Cyber Incident Victim: SJD Accountancy
Date:
Jan 2022
Location:
United Kingdom
Summary
SJD Accountancy and affiliated accounting firms Nixon Williams and Parasol Group experienced a cyber security incident causing significant system disruptions and service outages. The attackers targeted the shared parent company infrastructure, prompting external IT security specialists' involvement and customer notifications via email; prolonged downtime led to public frustration, with security experts characterizing the event as consistent with typical ransomware attacks affecting small and medium enterprises.

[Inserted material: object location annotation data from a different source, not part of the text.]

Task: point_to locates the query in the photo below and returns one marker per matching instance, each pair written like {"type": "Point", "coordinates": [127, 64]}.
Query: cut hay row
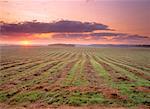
{"type": "Point", "coordinates": [73, 76]}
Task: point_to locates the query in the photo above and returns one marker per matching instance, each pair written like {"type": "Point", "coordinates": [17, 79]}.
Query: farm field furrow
{"type": "Point", "coordinates": [45, 76]}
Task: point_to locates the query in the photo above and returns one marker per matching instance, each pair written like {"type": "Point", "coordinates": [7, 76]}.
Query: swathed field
{"type": "Point", "coordinates": [74, 77]}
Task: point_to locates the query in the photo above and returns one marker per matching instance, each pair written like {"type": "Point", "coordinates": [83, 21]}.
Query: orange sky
{"type": "Point", "coordinates": [126, 16]}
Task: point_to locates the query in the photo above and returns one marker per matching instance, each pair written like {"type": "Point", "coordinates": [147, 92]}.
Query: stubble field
{"type": "Point", "coordinates": [51, 77]}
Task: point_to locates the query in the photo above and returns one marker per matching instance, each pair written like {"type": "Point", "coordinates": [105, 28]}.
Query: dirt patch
{"type": "Point", "coordinates": [110, 93]}
{"type": "Point", "coordinates": [44, 106]}
{"type": "Point", "coordinates": [116, 76]}
{"type": "Point", "coordinates": [92, 77]}
{"type": "Point", "coordinates": [143, 89]}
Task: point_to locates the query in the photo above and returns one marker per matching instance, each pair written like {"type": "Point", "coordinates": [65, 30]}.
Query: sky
{"type": "Point", "coordinates": [75, 21]}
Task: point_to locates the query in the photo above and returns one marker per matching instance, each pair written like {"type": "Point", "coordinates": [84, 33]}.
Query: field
{"type": "Point", "coordinates": [40, 77]}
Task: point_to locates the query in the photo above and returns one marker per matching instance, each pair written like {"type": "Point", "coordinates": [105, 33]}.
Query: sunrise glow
{"type": "Point", "coordinates": [25, 43]}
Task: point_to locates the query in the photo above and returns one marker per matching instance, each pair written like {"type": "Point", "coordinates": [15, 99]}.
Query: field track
{"type": "Point", "coordinates": [66, 77]}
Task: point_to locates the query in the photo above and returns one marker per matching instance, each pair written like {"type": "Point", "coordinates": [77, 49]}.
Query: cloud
{"type": "Point", "coordinates": [101, 36]}
{"type": "Point", "coordinates": [59, 26]}
{"type": "Point", "coordinates": [67, 30]}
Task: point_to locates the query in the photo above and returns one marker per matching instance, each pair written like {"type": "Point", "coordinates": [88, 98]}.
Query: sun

| CIA Posture | Motives | Tactics, Techniques & Procedures |
|---|---|---|
| Available to members | 1 motive | 1 technique |
| Threat Actors | Type | Location |
|---|---|---|
| 0 actors | Available to members | Available to members |
Description
SJD Accountancy and Nixon Williams, two UK-based accounting firms specializing in contractor services, experienced a cyber security incident in mid-January 2022, as confirmed in customer communications and public statements. Both firms, along with umbrella company Parasol, operate under the same corporate parent Optionis, sharing CEO Doug Crawford across all entities. The incident caused significant disruption to key operational systems, though specific technical details regarding the attack vector or compromised infrastructure were not disclosed publicly. External IT security specialists were engaged to investigate and manage the incident, indicating a coordinated response across the affected organizations. Parasol Group, the overarching entity, separately acknowledged a cyber attack as the root cause of its network outage during the same timeframe, suggesting potential infrastructure or supply chain linkages between the subsidiaries. Customer-facing services were impaired, with the firms issuing near-identical email notifications describing a generic "cyber security incident" without confirming data compromise or specifying recovery timelines. The lack of detailed public attribution or explicit ransomware claims contrasted with subsequent expert analysis of the event’s characteristics.
Customer frustration emerged on social media platforms, particularly Twitter, where users reported prolonged service disruptions affecting payroll, compliance documentation, and client support channels. Security industry observers noted parallels between the incident’s impact pattern—including multi-day system outages, third-party forensic involvement, and coordinated subsidiary disclosures—and common ransomware attack outcomes among small-to-medium enterprises. No explicit ransom demands or data exfiltration claims were referenced in available communications, leaving the precise nature of attacker objectives unconfirmed. The operational overlap between the targeted firms, evidenced by shared leadership and parent company resources, raised questions about centralized infrastructure vulnerabilities, though no technical evidence was provided to substantiate this. Service restoration timelines remained unclear in public statements, with priority given to forensic investigation and system integrity verification. The incident highlighted sector-specific risks for contractor-focused financial service providers managing sensitive payroll and tax data, though no regulatory penalties or data breach notifications were confirmed in the immediate aftermath.